"
"But what has happened to him?" Muriel did not know how she uttered
the words; they seemed to come without her own volition. She was
conscious of a choking sensation within her as though iron bands
were tightening about her heart. It beat in leaps and bounds like a
tortured thing striving to escape. But through it all she sat quite
motionless, her eyes fixed upon Lady Bassett's face, noting its faint,
wry smile, as the eyes of a prisoner on the rack might note the grim
lines on the face of the torturer.
"My dear," Lady Bassett said, "he has gone into a Buddhist monastery
in Tibet."
Calmly the words fell through smiling lips. Only words! Only words!

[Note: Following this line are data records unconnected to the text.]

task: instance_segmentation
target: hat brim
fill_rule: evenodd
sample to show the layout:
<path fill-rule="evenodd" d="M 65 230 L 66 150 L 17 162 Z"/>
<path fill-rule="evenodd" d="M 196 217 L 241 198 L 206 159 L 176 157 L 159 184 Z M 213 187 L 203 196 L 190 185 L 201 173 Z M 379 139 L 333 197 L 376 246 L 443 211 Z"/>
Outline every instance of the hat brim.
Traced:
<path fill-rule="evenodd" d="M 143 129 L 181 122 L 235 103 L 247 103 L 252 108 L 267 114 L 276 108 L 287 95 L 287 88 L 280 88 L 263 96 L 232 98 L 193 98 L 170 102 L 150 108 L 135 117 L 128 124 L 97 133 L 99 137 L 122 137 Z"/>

But with how deadly a thrust they pierced the heart of the woman
who heard them none but herself would ever know. She gave no sign of
suffering. She only stared wide-eyed before her as an image, devoid of
expression, inanimate, sphinx-like, while that awful constriction grew
straiter round her heart.
Lady Bassett was already turning to go when the deep voice arrested
her.
"Who told you this?"
She looked back, holding the open door. "I scarcely know who first
mentioned it. I have heard it from so many people,--in fact the news
is general property--Captain Gresham of the Guides told me for one. He
has just gone back to Peshawur.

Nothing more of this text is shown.